Fallait-il suspecter un dysfonctionnement similaire à Mulhouse ? A la fin du mois de mai dernier, le patron de Marie-Line Desclois appelle le Samu du Haut-Rhin. Son employée se plaint en effet de douleurs au niveau du bras et de la cage thoracique. Peu après avoir collecté les renseignements utiles auprès de l’employeur, l’assistante de régulation médicale contacte Marie-Line Desclois et l’interroge longuement. Elle transmet ensuite son appel à un médecin qui à son tour questionne la patiente. Il finit par conclure : « Madame, vous avez pris des médicaments, attendez qu’ils fassent effet, restez bien allongée, et éventuellement, rappelez-nous ». Des paroles rapportées hier par Edwige Roux-Morizot, procureur de la République à Mulhouse. Marie-Line Desclois n’a jamais rappelé. Une dizaine de jours plus tard, un de ses voisins, alerté par des odeurs dérangeantes, pénètre chez elle et la découvre morte, son corps en état de putréfaction relativement avancée.

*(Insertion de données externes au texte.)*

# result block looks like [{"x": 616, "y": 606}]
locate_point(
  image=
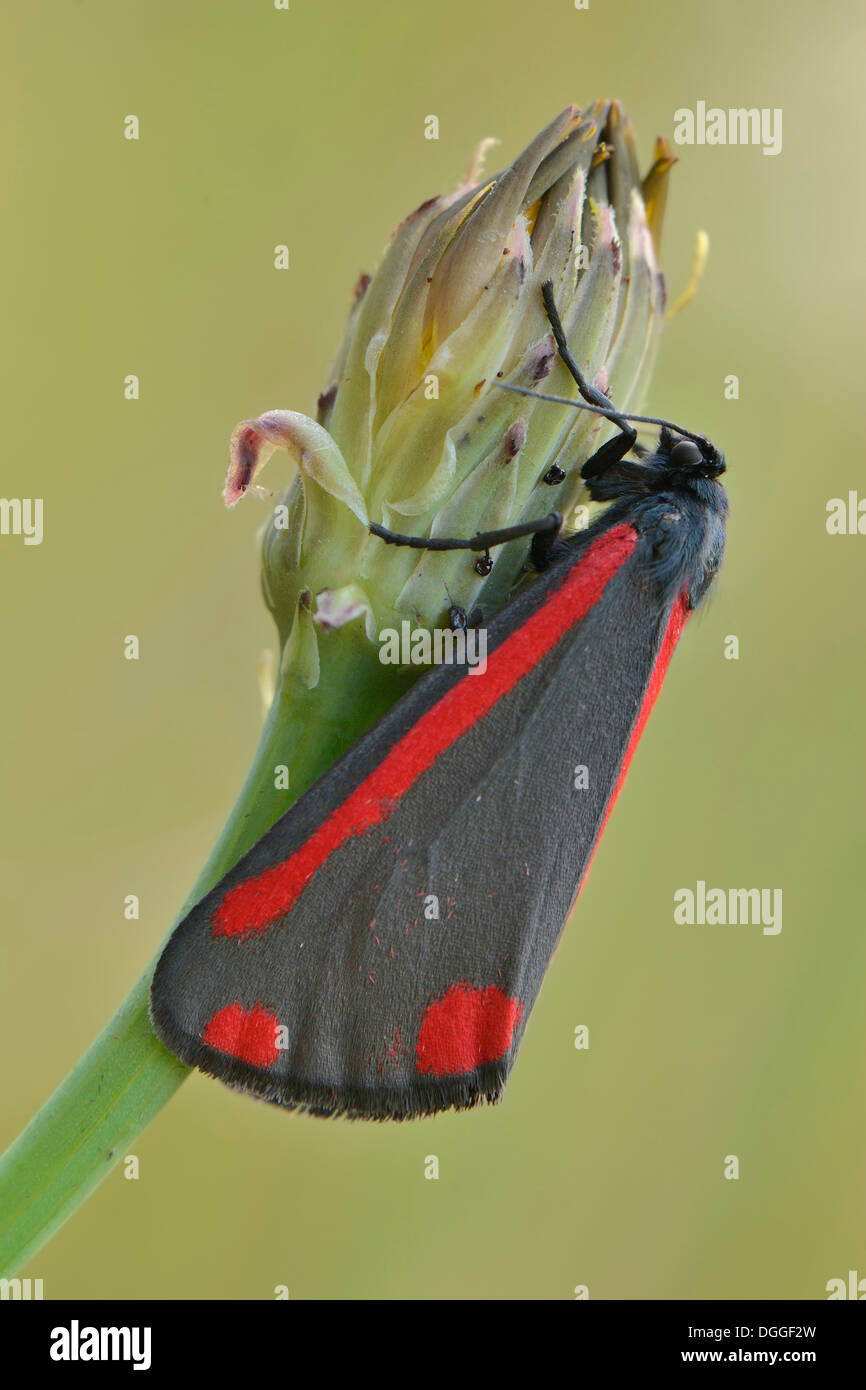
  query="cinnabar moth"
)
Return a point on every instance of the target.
[{"x": 310, "y": 973}]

L’autopsie a confirmé l’origine cardiaque du décès.

Erreur d’appréciation évitable ?

Apprenant que leur proche avait eu un contact avec le SAMU et que ce dernier n’avait pas jugé nécessaire d’envoyer un véhicule au domicile de Marie-Line Desclois, ses sœurs ont déposé une plainte conduisant à l’ouverture d’une information judiciaire. Cependant, les premiers éléments présentés hier tant par le parquet de Mulhouse que par l’Agence régionale de Santé (ARS) semblent s'écarter de la piste d’un dysfonctionnement de la régulation médicale. La procédure adaptée semble en effet avoir été respectée comme en attestent la transmission de l’appel aux médecins et les longs interrogatoires. Demeure cependant la possible existence d’un défaut d’appréciation de la situation médicale de Marie-Line Desclois. La poursuite des investigations se concentrera donc sur le point de savoir si les éléments collectés décrivaient une situation médicale qui aurait dû conduire à l’envoi d’un véhicule de secours. Sur ce point, certains signalent ce qui pourrait être considéré comme un triste précédent si l’erreur d’appréciation manifeste était confirmée dans les deux cas.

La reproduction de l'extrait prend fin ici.